MFI interest rate on loans likely to be capped at around 24 pc…….MADHUSUDAN SAHOO & George Mathew
Interest rates on loans from microfinance institutions (MFIs) are likely to be capped at around 24 per cent. Currently, MFIs are charging 26-40 per cent on small loans extended to their rural customers — many of whom are yet to get even a bank account — while urban customers get personal loans at 12 per cent from commercial banks.
Though neither the RBI nor the government has fixed any ceiling on MFI interest rates, the consensus among bankers and the regulator is that rates should not be more than 24 per cent. “We are awaiting a directive on the 24 per cent ceiling from the RBI and the government. Even if a cap is not imposed officially, this might be imposed on an informal basis and banks won’t fund MFIs that charge more than 24 per cent,” a senior official of a nationalised bank said. The finance ministry has already asked PSU banks to not extend funds to MFIs which are charging high interest rate.
Nabard chairman U C Sarangi said MFIs are in a position to reduce interest rates as their margins have gone up and operational expenses have come down. As per the Microfinance Bill, which is now pending in Parliament, Nabard will become the regulator for MFIs that are registered as societies and trusts.
However, the problem is that microfinance companies come under different regulations. MFIs registered as NBFCs (like SKS Microfinance) are regulated by the RBI. There are also non-profit NBFCs registered under Section 25 of the Companies Act.

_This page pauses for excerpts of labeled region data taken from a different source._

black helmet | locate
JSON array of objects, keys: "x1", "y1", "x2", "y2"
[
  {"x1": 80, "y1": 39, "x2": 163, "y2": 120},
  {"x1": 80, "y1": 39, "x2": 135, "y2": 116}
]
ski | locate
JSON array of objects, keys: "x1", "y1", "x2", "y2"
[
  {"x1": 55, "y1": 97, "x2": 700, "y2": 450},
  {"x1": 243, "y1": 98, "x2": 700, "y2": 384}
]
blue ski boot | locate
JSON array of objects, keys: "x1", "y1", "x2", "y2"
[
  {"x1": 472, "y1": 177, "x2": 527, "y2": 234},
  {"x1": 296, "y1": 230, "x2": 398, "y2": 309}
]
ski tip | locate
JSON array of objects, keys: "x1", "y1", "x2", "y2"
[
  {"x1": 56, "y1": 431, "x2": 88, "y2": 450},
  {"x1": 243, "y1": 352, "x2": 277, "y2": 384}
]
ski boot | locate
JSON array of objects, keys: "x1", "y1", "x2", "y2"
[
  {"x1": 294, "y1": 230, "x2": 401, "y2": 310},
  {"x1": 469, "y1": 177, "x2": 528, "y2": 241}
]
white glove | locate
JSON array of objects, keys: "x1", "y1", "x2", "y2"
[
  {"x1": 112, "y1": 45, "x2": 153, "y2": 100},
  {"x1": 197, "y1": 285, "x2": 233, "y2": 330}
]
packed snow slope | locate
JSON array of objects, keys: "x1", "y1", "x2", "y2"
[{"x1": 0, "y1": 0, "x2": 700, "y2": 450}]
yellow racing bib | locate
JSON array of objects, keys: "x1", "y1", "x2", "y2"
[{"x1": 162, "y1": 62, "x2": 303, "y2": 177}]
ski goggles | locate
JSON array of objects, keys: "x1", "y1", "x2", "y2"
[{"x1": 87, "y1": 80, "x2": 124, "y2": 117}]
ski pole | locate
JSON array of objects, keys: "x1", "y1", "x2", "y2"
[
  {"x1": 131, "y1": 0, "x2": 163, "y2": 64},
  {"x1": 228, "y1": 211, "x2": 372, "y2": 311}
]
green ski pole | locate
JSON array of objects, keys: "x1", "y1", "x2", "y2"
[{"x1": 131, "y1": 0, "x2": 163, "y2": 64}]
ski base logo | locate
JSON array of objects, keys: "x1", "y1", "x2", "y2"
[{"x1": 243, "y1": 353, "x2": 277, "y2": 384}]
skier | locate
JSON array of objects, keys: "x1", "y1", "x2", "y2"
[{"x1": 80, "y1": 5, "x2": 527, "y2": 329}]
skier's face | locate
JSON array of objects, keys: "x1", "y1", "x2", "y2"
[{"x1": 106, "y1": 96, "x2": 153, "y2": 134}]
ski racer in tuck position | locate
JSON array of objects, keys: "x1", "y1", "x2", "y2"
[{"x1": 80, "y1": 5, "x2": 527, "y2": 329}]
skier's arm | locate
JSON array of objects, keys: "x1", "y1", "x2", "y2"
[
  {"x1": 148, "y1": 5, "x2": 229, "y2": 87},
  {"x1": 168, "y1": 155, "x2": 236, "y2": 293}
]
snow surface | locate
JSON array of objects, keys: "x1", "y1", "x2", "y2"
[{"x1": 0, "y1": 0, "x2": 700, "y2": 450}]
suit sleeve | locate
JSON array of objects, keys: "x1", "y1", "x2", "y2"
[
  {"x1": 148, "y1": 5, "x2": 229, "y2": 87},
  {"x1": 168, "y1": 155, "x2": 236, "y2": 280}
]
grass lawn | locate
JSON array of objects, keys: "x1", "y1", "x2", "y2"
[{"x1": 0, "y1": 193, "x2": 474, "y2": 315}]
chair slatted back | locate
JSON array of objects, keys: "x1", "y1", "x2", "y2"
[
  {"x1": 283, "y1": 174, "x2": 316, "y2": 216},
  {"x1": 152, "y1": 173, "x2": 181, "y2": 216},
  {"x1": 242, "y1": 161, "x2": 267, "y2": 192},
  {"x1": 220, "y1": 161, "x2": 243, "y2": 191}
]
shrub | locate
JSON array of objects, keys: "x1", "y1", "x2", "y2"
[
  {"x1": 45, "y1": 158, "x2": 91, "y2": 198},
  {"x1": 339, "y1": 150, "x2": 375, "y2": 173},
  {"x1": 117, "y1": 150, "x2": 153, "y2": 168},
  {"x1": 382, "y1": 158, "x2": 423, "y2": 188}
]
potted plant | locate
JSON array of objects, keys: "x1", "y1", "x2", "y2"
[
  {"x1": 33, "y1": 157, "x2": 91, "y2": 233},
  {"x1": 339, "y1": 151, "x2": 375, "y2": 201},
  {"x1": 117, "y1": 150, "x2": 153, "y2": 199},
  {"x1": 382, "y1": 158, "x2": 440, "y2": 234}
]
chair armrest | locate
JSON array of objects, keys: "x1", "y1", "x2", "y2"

Banks that are funding MFIs are also not comfortable with the high rates being charged by MFIs, as banks generally charge around 9-11 per cent from such companies. “Banks have slowed down the funding of microfinance companies due to the recent problems relating to high interest rates and use of strong-arm tactics by MFIs for loan recovery. We have already cut funding to MFIs that charge high rates,” a PSU bank official said.
This means MFIs that rely on banks for their fund requirements will have to cut rates. SKS Microfinance, the leader in the segment, charges 26 per cent rate on its loans. Some MFIs in eastern and southern parts of the country have even been charging 40-45 per cent.
Another grouse of the banking industry is that the recovery rate is fairly good in the MFI segment. The RBI’s survey of MFIs has revealed a recovery rate of over 90 per cent in the MFI segment. “Then why should the MFIs charge higher interest rates?” PSU bankers ask.
According to bankers, MFIs have been exploiting the inability of normal banks to reach out to poor households in the rural areas that are not in a position to offer any collateral. It is no wonder then that total outstanding loans portfolio rose from Rs 3,456 crore in 2007 to Rs 11,734 crore in 2009, indicating a compounded annual growth rate (CAGR) of 84.3 per cent. For-profit MFIs have now gained in market share, both in terms of clients and total outstanding loan portfolio.